Saat ia terus merenung, ia merasa semakin bimbang dan bingung. Apa yang terjadi sebelum ia jatuh dari gunung? Ia punya firasat bahwa ia telah melupakan sesuatu yang sangat penting. Tapi apa itu? Tidak peduli seberapa keras ia mencoba, ia tidak dapat mengingatnya.

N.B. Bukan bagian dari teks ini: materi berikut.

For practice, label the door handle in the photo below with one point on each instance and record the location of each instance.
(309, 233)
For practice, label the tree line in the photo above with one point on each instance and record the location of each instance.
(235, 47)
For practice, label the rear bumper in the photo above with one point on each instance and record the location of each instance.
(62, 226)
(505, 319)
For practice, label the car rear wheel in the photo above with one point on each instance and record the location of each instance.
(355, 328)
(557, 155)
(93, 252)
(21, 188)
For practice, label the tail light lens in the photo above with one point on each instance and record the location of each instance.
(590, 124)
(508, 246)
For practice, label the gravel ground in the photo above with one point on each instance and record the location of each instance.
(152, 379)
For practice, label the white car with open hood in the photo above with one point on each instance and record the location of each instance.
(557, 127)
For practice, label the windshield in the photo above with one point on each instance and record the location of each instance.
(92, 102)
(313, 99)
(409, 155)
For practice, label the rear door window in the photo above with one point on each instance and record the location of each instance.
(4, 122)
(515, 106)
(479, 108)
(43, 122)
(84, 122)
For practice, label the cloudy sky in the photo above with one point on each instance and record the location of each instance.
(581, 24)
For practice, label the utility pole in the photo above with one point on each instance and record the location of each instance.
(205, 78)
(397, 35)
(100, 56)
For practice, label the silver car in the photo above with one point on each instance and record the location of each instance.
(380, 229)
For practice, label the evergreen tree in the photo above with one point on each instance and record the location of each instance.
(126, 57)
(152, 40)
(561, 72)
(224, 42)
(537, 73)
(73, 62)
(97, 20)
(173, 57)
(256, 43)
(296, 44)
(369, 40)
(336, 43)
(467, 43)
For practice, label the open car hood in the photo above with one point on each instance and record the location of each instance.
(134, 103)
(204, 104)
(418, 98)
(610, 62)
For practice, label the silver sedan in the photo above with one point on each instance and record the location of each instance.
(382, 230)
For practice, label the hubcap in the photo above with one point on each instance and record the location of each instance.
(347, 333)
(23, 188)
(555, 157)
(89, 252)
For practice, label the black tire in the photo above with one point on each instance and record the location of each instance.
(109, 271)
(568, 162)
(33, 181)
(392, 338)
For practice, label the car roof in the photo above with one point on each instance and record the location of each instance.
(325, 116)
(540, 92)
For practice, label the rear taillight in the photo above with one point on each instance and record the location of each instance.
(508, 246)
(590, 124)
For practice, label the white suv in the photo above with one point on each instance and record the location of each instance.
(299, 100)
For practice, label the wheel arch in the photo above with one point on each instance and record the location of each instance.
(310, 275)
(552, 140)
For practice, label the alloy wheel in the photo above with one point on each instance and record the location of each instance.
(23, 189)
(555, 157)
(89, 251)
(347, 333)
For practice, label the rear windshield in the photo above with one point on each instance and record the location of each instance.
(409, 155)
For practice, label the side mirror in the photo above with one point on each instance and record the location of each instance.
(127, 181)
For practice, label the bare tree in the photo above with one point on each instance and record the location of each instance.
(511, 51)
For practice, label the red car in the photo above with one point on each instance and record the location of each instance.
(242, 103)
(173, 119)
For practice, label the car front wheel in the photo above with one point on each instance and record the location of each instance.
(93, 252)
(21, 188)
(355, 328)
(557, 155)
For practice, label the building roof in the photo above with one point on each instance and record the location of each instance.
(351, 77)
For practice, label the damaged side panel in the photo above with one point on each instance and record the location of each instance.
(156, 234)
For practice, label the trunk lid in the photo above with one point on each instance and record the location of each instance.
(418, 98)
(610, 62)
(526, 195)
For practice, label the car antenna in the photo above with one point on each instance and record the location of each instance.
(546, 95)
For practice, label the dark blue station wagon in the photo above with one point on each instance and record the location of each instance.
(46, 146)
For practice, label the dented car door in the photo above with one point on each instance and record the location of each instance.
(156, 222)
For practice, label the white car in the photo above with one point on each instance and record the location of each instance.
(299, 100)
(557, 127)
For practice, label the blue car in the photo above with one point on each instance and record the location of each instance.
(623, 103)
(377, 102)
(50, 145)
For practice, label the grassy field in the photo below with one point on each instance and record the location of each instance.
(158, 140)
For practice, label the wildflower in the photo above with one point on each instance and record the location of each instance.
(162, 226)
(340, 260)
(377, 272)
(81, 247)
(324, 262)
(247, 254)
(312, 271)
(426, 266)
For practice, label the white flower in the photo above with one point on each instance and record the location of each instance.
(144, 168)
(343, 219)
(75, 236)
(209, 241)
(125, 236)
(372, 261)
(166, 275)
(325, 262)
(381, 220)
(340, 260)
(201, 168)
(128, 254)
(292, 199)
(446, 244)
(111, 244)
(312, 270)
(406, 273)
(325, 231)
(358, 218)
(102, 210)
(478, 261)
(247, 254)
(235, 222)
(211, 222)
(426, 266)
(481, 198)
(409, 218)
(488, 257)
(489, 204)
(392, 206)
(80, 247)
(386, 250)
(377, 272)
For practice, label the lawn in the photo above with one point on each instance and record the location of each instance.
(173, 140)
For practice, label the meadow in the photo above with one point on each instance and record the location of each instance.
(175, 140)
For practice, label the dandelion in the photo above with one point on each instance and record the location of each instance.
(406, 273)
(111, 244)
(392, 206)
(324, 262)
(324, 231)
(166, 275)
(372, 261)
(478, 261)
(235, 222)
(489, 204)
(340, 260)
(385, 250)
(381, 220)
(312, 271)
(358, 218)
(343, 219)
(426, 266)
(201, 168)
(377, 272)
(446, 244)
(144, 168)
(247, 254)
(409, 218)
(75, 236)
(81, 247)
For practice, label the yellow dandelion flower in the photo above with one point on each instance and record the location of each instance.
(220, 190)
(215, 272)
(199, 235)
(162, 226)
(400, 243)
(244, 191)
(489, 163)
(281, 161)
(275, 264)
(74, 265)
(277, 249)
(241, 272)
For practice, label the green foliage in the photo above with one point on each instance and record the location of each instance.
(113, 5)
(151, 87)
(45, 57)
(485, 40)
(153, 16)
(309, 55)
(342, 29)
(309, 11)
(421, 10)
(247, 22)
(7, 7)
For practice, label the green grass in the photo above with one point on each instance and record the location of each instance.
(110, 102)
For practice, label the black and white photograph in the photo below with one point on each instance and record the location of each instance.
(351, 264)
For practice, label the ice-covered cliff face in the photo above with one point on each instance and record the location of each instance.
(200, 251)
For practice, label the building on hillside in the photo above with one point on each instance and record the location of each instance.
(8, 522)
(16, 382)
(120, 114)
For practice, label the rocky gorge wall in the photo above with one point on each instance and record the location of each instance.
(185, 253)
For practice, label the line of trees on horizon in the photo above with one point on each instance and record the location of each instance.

“Bukankah sudah kubilang padamu untuk berhenti memikirkannya? Kenapa harus menyiksa dirimu sendiri?” novelterjemahan14.blogspot.com


Sebuah suara tiba-tiba membuyarkan lamunannya. Ia membuka mata dan melihat Lu Chang berdiri di samping tempat tidurnya, mencondongkan tubuhnya untuk menatapnya. Ia telah berganti pakaian dengan jubah luar yang sudah pudar dan setengah usang, jauh lebih tipis dari yang dikenakannya sebelumnya.


“Aku… tidak bisa menahannya,” kata Mingshu, sambil membalikkan tubuhnya ke samping dan mengerutkan kening.


Melihat alisnya berkerut seperti sungai dan wajahnya tampak pahit seperti labu, Lu Chang tahu dia terlalu banyak berpikir lagi. Dia tiba-tiba teringat Jian Mingshu yang dulu. Dalam ingatannya, dia selalu ceria dan percaya diri saat mereka bertemu. Dia tahu dia tidak bermaksud jahat, tetapi setiap gerakannya menunjukkan kesombongan seseorang dari latar belakang kaya, membuatnya tampak agresif. Dia tidak menyukainya. Tetapi sekarang, melihat keadaannya yang lemah dan menyedihkan, bahkan suaranya dipenuhi dengan keluhan, dia tiba-tiba berharap dia bisa menjadi Jian Mingshu yang dulu lagi.


Tetapi dengan kepergian Tuan Tua Jian dan keluarga Jian, dan nyawanya sendiri yang masih dalam bahaya, bahkan jika dia mengingat semuanya, dia tidak akan bisa kembali ke masa lalu.


Memikirkan hal ini, Lu Chang tidak dapat menahan diri untuk tidak mengulurkan tangannya, dengan lembut menekan ujung jarinya ke pelipisnya dan mengusapnya perlahan. “Apakah kepalamu sakit lagi? Bahkan jika kamu tidak dapat menahannya, kamu harus mencoba. Apa yang perlu kamu ingat akan kembali pada akhirnya. Kamu masih dalam tahap pemulihan, lakukan dengan perlahan.”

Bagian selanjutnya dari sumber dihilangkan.